For some other collateral assets, only some whitelisted addresses could be allowed to participate in the liquidation of unhealthy vaults.
In both cases, governance can choose which addresses are whitelisted and whether to keep the whitelist or not.
Having a whitelist on the addresses which can borrow agTokens and interact with the borrowing module can serve different use cases.
The whitelisting of addresses who can borrow agTokens can be used to deploy specific collateral types (like real-world assets for example). In this case, governance may need to keep tight control on who can borrow to avoid exploits.
A DAO or a company could have a significant amount of a specific token. With this whitelisting feature, the protocol would build a tailored vault type, with specific parameters and potentially pre-defined spending conditions of the loan.
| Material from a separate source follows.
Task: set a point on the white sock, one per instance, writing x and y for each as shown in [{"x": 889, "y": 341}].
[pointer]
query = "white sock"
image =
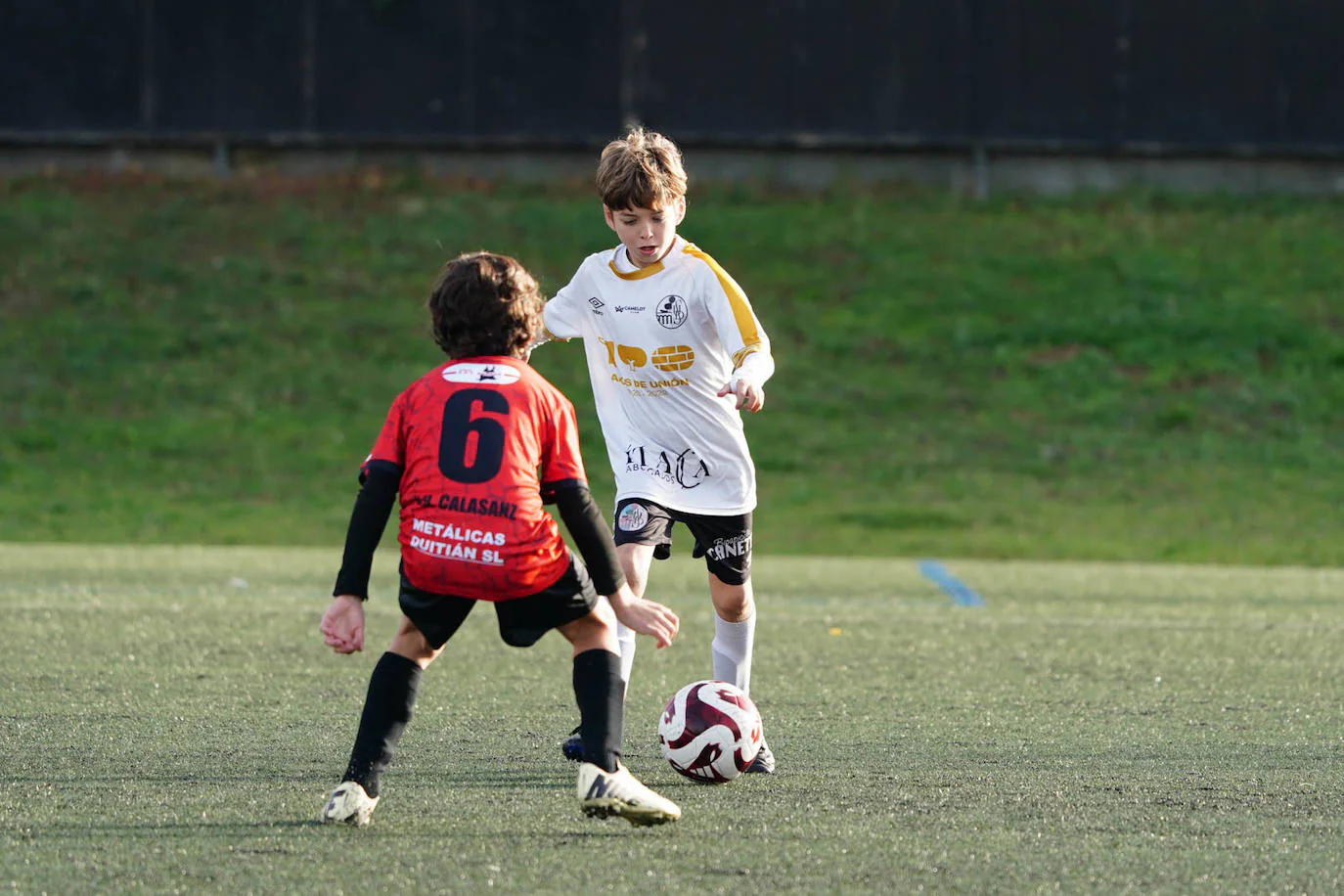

Let's say that a company has ETH in reserves, and wants to provide liquidity in the agEUR/USDC Uniswap V3 pool. In this case, we could imagine a specific vault type that could only use the borrowed funds to provide liquidity to the UniV3 agEUR/USDC pool with a pre-defined ratio. In this case, this vault could benefit from a higher collateral factor or a lower stability fee for example.
We can also imagine the case of a DAO with governance tokens reserves. In this case, the DAO might want to benefit from the use of a stablecoin for its operations, or to invest it in pre-defined strategies. The protocol would be able to build a tailored vault, that would allow to borrow agEUR from this governance token, but at a lower collateral factor.